Parce qu'il frappe juste
Repris en poche, Après l'histoire s'impose aujourd'hui comme un des maîtres livres de langue française parus dans les dernières années du XX è siècle. Comment ce discours critique, résolument marginal à ses débuts, a-t-il réussi à s'ouvrir une route, loin des plateaux de télévision, du consentement des flics payés à la ligne et de la servitude généralisée ? Grâce à une fureur de grand style. Devenu l'accusateur d'un monde où partout le centre part à l'assaut de la périphérie, les élites se révoltent contre le peuple et la commande sociale règle les discours dissidents, Philippe Muray n'a pas reconcé un instant à l'ambition esthétique de ses jeunes années. Critique, son propos est resté lyrique.
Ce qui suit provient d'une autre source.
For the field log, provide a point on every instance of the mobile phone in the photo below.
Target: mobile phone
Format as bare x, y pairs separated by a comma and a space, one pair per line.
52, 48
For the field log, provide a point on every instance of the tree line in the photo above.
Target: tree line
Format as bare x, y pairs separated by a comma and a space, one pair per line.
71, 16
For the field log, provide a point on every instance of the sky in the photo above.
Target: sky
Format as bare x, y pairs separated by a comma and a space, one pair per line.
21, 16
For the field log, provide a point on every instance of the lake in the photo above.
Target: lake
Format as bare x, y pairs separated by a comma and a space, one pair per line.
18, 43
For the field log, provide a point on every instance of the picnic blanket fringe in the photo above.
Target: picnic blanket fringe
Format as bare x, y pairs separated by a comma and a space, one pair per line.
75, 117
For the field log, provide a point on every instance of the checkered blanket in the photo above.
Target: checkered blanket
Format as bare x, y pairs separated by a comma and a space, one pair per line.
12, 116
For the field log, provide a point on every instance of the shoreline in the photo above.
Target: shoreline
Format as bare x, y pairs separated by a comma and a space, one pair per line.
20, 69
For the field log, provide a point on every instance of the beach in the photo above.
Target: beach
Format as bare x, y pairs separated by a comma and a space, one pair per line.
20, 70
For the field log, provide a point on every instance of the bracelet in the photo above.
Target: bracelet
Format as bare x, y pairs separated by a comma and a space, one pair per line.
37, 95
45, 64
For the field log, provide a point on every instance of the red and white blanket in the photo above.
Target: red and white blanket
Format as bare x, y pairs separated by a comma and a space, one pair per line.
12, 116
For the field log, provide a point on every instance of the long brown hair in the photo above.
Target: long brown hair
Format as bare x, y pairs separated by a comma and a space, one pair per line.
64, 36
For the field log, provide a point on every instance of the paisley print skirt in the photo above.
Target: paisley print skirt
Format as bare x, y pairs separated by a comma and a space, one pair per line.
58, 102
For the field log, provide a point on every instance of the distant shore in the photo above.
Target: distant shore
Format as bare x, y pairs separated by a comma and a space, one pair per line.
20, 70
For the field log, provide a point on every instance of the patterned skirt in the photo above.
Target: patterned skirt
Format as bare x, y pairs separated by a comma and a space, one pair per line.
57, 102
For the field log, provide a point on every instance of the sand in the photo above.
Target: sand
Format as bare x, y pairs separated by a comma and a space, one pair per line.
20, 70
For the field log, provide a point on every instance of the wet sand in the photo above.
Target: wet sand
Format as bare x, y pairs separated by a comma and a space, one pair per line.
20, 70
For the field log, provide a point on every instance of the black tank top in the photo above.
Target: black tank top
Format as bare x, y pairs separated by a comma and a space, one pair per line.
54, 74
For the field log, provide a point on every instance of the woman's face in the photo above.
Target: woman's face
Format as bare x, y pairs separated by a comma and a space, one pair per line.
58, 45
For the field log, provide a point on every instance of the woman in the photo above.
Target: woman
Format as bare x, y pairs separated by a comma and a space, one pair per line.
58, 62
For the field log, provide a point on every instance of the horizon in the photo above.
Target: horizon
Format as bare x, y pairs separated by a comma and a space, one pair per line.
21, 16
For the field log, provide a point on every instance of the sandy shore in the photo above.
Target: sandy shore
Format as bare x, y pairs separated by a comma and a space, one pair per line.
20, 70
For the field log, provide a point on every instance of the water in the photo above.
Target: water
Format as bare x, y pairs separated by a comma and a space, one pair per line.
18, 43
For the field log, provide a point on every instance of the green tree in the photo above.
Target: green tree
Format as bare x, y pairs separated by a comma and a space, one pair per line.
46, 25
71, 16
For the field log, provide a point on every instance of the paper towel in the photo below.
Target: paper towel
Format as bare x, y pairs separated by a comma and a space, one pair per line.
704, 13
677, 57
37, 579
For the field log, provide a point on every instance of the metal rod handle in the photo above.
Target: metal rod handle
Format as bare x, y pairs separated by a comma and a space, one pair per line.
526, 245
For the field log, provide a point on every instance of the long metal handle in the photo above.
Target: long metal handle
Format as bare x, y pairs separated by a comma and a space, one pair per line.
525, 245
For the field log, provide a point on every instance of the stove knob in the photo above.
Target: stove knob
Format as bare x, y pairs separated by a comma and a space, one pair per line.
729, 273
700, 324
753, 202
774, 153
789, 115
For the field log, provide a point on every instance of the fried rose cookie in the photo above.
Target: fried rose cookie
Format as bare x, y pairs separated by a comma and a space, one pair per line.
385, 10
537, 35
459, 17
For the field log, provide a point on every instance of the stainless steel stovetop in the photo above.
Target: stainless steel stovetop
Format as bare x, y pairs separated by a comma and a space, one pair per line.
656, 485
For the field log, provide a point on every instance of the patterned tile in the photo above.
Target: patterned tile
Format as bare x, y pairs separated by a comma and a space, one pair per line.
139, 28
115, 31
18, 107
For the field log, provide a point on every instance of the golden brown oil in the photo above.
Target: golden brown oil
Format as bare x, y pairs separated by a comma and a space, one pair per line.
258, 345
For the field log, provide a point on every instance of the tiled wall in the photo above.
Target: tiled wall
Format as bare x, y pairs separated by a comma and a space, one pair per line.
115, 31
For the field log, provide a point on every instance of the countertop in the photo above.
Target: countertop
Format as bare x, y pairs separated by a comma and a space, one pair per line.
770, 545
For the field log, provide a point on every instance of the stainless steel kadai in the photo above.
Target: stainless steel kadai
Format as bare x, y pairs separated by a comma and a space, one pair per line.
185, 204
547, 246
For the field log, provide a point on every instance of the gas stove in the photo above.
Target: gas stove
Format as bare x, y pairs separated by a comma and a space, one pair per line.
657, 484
Ainsi sa charge joyeuse contre l'"Empire du Bien" est-elle cousue des digressions enragées, des néologismes féroces et des images irrésistibles qui distinguent l'écrivain des journalistes. Au coeur du champ de bataille, on retrouve sans cesse la figure burlesque d'Homo festivus, façon de consommateur-paneliste de toutes les aberrations de l'époque : la "festivisation généralisée", la "provocation en paquet-cadeau", la "subversion sous subvention", le "terrorrisme du coeur", la "bonne parole caoutchouteuse", etc. Il faut lire Muray comme on lit Swift ou Rabelais. Parce que c'est drôle, parce que c'est grand. Et qu'il frappe juste.
Sébastien Lapaque, Le Figaro, 21 juin 2007.